I made JIT Compiler for Brainf*ck lol
Vložit
- čas přidán 29. 06. 2024
- References:
- Project idea by github.com/bit69tream
- Wikipedia - Brainfuck - en.wikipedia.org/wiki/Brainfuck
- Computer Enhance - Byte Positions Are Better Than Line Numbers - www.computerenhance.com/p/byt...
- flat assembler - flatassembler.net/
- ChromiumOS - Linux Syscall Table -chromium.googlesource.com/chr...
- Tsoding - bfjit - github.com/tsoding/bfjit
Chapters:
- 00:00:00 - Announcement
- 00:00:42 - Intro
- 00:06:00 - Hello, World
- 00:09:36 - Intermediate Representation
- 00:52:09 - Interpreter
- 01:02:03 - Flat Assembler
- 01:14:24 - Raw Binary Image
- 01:18:41 - runbin
- 01:36:08 - JIT compiler
- 03:02:45 - Outro - Věda a technologie
"Your scientists were so preoccupied with whether or not they could, they didn't start to think if they should"

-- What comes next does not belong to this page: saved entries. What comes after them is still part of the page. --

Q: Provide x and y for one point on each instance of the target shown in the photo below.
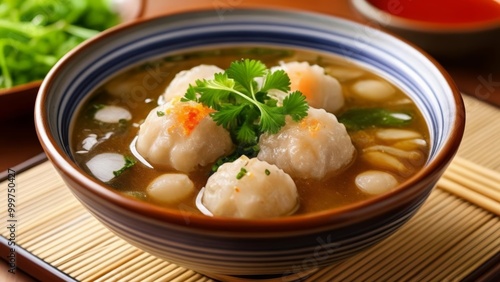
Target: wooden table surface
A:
(476, 75)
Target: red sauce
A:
(442, 11)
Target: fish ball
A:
(321, 90)
(170, 188)
(375, 182)
(112, 114)
(314, 148)
(102, 166)
(182, 136)
(250, 188)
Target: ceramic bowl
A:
(227, 246)
(20, 100)
(444, 40)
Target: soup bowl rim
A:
(327, 219)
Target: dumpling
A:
(181, 81)
(314, 148)
(182, 136)
(250, 188)
(321, 90)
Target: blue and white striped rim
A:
(220, 250)
(377, 51)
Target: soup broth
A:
(138, 90)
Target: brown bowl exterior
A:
(20, 100)
(237, 247)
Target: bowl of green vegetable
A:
(34, 35)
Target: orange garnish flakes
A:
(190, 115)
(310, 124)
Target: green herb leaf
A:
(35, 34)
(129, 162)
(357, 119)
(295, 105)
(242, 106)
(244, 73)
(242, 173)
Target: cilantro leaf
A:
(243, 106)
(244, 73)
(295, 105)
(129, 162)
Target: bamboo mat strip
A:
(482, 132)
(446, 240)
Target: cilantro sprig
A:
(240, 97)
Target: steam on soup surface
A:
(361, 135)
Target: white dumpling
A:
(322, 91)
(375, 182)
(316, 147)
(182, 136)
(180, 83)
(250, 188)
(170, 188)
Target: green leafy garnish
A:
(35, 34)
(129, 162)
(243, 105)
(357, 119)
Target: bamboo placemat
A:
(456, 231)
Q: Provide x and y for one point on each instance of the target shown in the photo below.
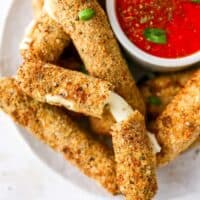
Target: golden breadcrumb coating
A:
(178, 126)
(51, 125)
(135, 160)
(165, 87)
(97, 46)
(58, 86)
(44, 39)
(37, 7)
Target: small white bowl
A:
(147, 60)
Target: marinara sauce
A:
(176, 21)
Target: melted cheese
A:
(121, 111)
(48, 8)
(119, 108)
(27, 39)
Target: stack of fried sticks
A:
(35, 97)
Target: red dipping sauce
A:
(179, 19)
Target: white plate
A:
(180, 180)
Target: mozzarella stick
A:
(135, 160)
(58, 86)
(96, 45)
(37, 7)
(160, 91)
(44, 39)
(178, 126)
(55, 128)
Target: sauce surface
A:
(180, 19)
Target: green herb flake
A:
(155, 35)
(154, 100)
(86, 14)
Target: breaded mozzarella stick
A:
(58, 86)
(55, 128)
(37, 7)
(97, 45)
(163, 88)
(135, 160)
(179, 124)
(44, 39)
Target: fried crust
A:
(85, 94)
(37, 7)
(44, 39)
(97, 47)
(51, 125)
(165, 87)
(178, 126)
(135, 161)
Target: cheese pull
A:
(97, 46)
(62, 87)
(52, 126)
(178, 126)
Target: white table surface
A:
(22, 175)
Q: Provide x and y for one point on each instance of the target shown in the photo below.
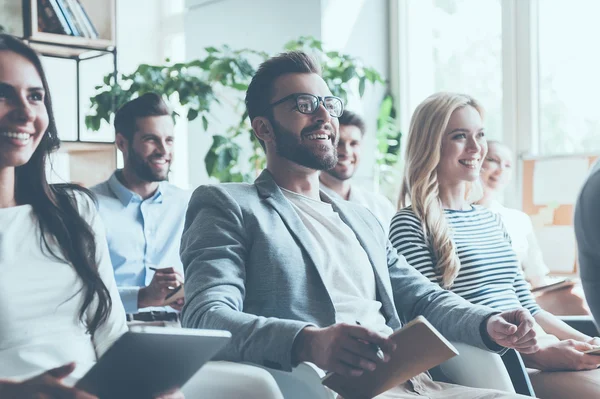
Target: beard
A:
(289, 146)
(341, 175)
(143, 170)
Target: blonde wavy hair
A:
(420, 186)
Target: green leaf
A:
(240, 86)
(361, 86)
(192, 114)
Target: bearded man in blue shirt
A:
(144, 214)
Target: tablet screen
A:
(146, 361)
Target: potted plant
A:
(220, 79)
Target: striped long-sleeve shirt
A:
(489, 273)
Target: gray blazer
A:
(249, 270)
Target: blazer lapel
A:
(270, 192)
(376, 254)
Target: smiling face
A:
(150, 154)
(23, 114)
(463, 147)
(496, 172)
(349, 150)
(309, 140)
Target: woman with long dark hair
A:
(58, 298)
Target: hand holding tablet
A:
(147, 361)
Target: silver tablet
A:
(146, 361)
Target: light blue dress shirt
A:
(141, 234)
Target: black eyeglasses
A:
(308, 103)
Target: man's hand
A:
(513, 329)
(163, 282)
(563, 355)
(178, 304)
(47, 385)
(342, 348)
(172, 394)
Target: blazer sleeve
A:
(214, 249)
(417, 294)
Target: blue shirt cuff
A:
(129, 297)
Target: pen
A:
(375, 347)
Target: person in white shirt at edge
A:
(59, 305)
(464, 247)
(277, 261)
(496, 174)
(143, 214)
(337, 181)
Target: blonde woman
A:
(496, 174)
(465, 248)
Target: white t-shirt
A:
(342, 263)
(381, 207)
(520, 229)
(40, 299)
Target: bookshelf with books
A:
(76, 39)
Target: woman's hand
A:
(47, 385)
(562, 356)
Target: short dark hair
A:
(350, 118)
(260, 89)
(149, 104)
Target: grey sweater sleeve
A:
(587, 231)
(414, 294)
(214, 250)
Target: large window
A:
(456, 45)
(534, 64)
(569, 76)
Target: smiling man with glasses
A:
(289, 270)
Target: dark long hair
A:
(55, 206)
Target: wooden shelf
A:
(20, 18)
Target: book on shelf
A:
(67, 17)
(70, 17)
(53, 18)
(84, 19)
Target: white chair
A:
(227, 380)
(474, 367)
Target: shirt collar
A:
(126, 196)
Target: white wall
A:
(358, 27)
(138, 33)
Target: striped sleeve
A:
(406, 235)
(522, 287)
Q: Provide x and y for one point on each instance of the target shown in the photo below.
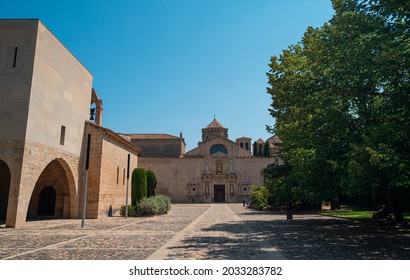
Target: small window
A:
(218, 148)
(15, 57)
(118, 174)
(62, 135)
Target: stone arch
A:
(5, 178)
(54, 193)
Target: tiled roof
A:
(215, 124)
(154, 136)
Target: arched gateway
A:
(53, 193)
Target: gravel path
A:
(206, 231)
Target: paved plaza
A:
(206, 231)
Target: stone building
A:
(159, 145)
(45, 100)
(218, 170)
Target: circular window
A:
(218, 148)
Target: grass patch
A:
(354, 213)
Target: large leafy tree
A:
(340, 98)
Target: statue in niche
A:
(219, 167)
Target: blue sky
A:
(165, 66)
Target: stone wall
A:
(108, 171)
(35, 159)
(178, 177)
(159, 147)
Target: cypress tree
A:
(266, 149)
(138, 185)
(151, 183)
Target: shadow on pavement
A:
(304, 239)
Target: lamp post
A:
(126, 193)
(87, 161)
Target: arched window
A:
(218, 148)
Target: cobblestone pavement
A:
(207, 231)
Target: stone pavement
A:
(206, 231)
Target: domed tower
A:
(214, 130)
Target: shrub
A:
(151, 183)
(138, 185)
(131, 211)
(259, 198)
(155, 205)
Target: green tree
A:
(151, 183)
(266, 149)
(255, 149)
(138, 185)
(341, 104)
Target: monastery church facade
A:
(49, 110)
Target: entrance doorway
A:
(47, 202)
(5, 177)
(219, 193)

Stop* not start lol. But yeah, this quote has become so real today. You could say this about an innumerable number of things.
@@iWillAvert The quote I used was from the book where it says "start" rather than "stop"
Not for any other reason than I was lazy about copy and paste and that is the quote that showed up first
I don't believe you, what book? If it was Jurassic Park, the phrase was only used in the movie and they said stop. There is no phrase in the book, ctrl-f "Particle accelerators" and look above, where it would be: "They never stop to ask if they should do
something." @@jayshartzer844
Excuse me but I do not believe you sir, what book? If it was Jurassic Park, the phrase was only used in the movie and they said stop. There is no such phrase in the book, ctrl-f "Particle accelerators" less than two paragraphs above, where it would be: "They never stop to ask if they should do something."@@jayshartzer844
You should do more low level programming like compilers and vm's. Very entertaining and great learning experience.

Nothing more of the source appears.